BJP’s tech cell, as well as government appointed cyber volunteers, often abuse religious minorities and spread disinformation about them on social media, rights groups say.
In a recent report, Dalit rights group Equality Labs said “nationalistic, Islamophobic, and casteist disinformation” was spreading among expatriate Indians via Facebook, Twitter, YouTube, and thousands of Whatsapp and Telegram chat groups.
“Hindu nationalism is one of the largest disinformation networks in the global South Asian diaspora, with bigoted and often terrifying attacks against caste and religious minorities,” said Thenmozhi Soundararajan of Equality Labs.
“Just think about the horrific hashtags that are now normal,” said Soundararajan, citing “presstitute” — a derogatory term for journalists — and “lovejihad,” an Islamophobic conspiracy theory popular in India.
“Narratives spread on WhatsApp have led to offline violence,” she added.
MUTE WITNESS
While expatriates have long absorbed content from India, and commented on events, disinformation has mushroomed with the rise of social media platforms, said Pratik Sinha, co-founder of Indian fact checking site AltNews.
“We are so polarized now, and this is particularly true of non-resident Indians who can’t check the reality on the ground,” he said.

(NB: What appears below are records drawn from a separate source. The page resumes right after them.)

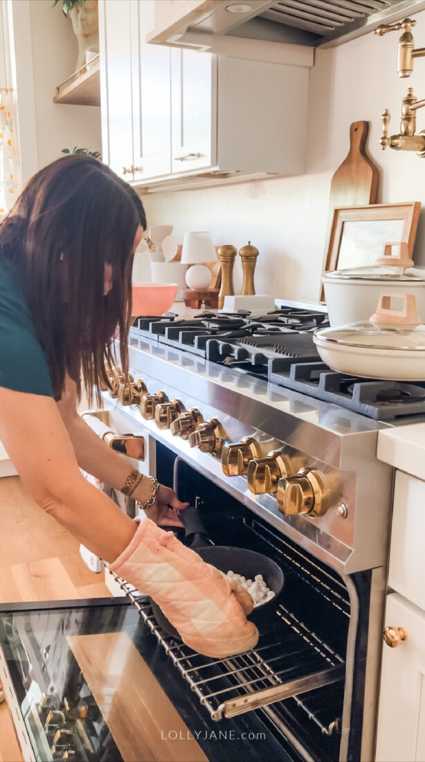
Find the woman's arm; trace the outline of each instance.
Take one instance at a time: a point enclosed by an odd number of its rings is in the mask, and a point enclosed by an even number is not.
[[[66,379],[62,399],[57,406],[80,468],[110,487],[120,490],[126,482],[131,466],[125,457],[114,453],[78,415],[77,386],[69,376]],[[150,498],[152,489],[151,480],[143,479],[135,489],[132,498],[145,503]],[[161,485],[155,502],[146,513],[152,521],[159,525],[181,527],[181,522],[177,511],[181,511],[187,505],[187,503],[181,503],[178,500],[172,489]]]
[[[134,522],[82,476],[53,399],[0,388],[0,440],[38,504],[78,540],[107,562],[127,547]]]

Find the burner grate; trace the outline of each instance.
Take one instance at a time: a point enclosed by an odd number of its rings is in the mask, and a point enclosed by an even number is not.
[[[324,363],[297,363],[287,357],[270,361],[268,379],[375,421],[425,414],[425,381],[423,384],[375,381],[337,373]]]
[[[168,636],[157,623],[146,599],[110,573],[213,720],[236,717],[344,681],[344,659],[314,633],[306,635],[283,606],[277,607],[279,622],[260,634],[252,651],[211,659]],[[306,712],[324,734],[330,735],[337,729],[338,718],[324,725],[309,709]]]

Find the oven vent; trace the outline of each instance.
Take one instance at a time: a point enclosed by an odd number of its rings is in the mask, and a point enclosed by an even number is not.
[[[345,662],[338,654],[283,606],[278,618],[262,630],[252,651],[225,659],[211,659],[168,635],[157,623],[149,600],[112,574],[145,623],[164,648],[183,679],[197,694],[212,719],[236,717],[276,702],[343,684]],[[326,725],[298,698],[309,719],[324,735],[338,727],[339,718]]]
[[[280,0],[260,17],[325,37],[342,34],[349,24],[387,11],[394,5],[394,0]]]

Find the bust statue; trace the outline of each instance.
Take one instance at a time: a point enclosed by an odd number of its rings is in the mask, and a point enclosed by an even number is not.
[[[87,53],[99,53],[99,18],[97,0],[84,0],[76,2],[69,11],[72,29],[78,42],[77,69],[88,62]],[[88,56],[88,60],[90,60]],[[92,57],[92,56],[91,56]]]

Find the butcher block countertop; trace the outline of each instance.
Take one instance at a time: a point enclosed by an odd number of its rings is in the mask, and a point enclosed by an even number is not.
[[[78,543],[27,495],[18,476],[0,479],[0,602],[110,596],[83,563]],[[22,762],[6,702],[0,704],[0,762]]]
[[[425,423],[379,431],[377,454],[384,463],[425,480]]]

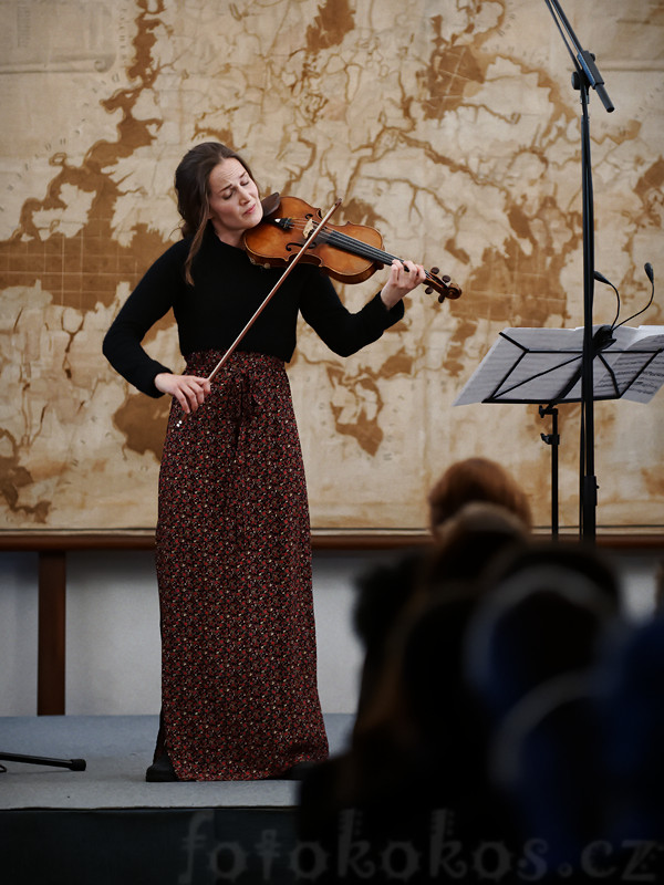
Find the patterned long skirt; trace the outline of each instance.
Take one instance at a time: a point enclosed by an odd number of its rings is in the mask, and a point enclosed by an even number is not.
[[[191,355],[207,376],[217,352]],[[181,420],[180,420],[181,419]],[[309,508],[283,363],[236,352],[159,475],[162,718],[180,780],[253,780],[328,756]]]

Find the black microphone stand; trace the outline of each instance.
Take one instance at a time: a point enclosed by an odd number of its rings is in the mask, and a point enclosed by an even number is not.
[[[544,0],[574,63],[572,86],[581,94],[581,181],[583,195],[583,356],[581,382],[581,465],[579,478],[579,530],[584,540],[594,541],[596,531],[598,481],[594,476],[594,388],[593,388],[593,294],[594,212],[590,160],[590,88],[594,88],[609,113],[613,104],[595,65],[595,56],[581,48],[558,0]],[[566,35],[567,34],[567,35]],[[569,40],[569,42],[568,42]]]

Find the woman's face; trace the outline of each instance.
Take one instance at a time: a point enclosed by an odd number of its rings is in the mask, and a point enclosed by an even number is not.
[[[235,157],[218,163],[208,178],[209,218],[217,236],[240,246],[242,233],[262,219],[256,183]]]

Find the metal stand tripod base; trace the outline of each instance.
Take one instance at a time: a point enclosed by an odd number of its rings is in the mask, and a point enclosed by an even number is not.
[[[85,771],[84,759],[50,759],[45,756],[20,756],[19,753],[2,753],[0,760],[4,762],[28,762],[33,766],[53,766],[54,768],[69,768],[71,771]],[[0,769],[7,771],[4,766]]]

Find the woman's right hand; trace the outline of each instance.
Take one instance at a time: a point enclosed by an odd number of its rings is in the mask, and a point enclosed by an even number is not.
[[[196,375],[172,375],[169,372],[160,372],[155,376],[155,387],[177,399],[186,415],[196,412],[210,392],[207,378],[198,378]]]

“A lot of hate speech and misinformation, particularly in regional languages, goes unchecked on social media platforms.”
Much of the noise emanates from Meta, formerly Facebook, which in 2019 commissioned an independent assessment of its role in spreading hate speech and incitement to violence on its platforms in India, following criticism by civil society groups.
But Meta has since said it would not release the full report, only saying that it had “significantly increased” its content moderation workforce and language support for India.
Twitter — which has about 24 million users in India — has asked an Indian court to overturn some government orders to remove posts which Delhi said spread misinformation.
Last month, in a rare rebuke, India’s Supreme Court said television was the “chief medium of hate speech” and asked why the government was “standing by as a mute witness.”
The government has not responded to the charge.
Meanwhile, hate speech and disinformation on social media platforms goes largely unchecked in one of their largest markets, said Sinha.
“Misinformation leads to radicalization, no matter where you are,” he said. “We are already seeing the consequences on the ground.”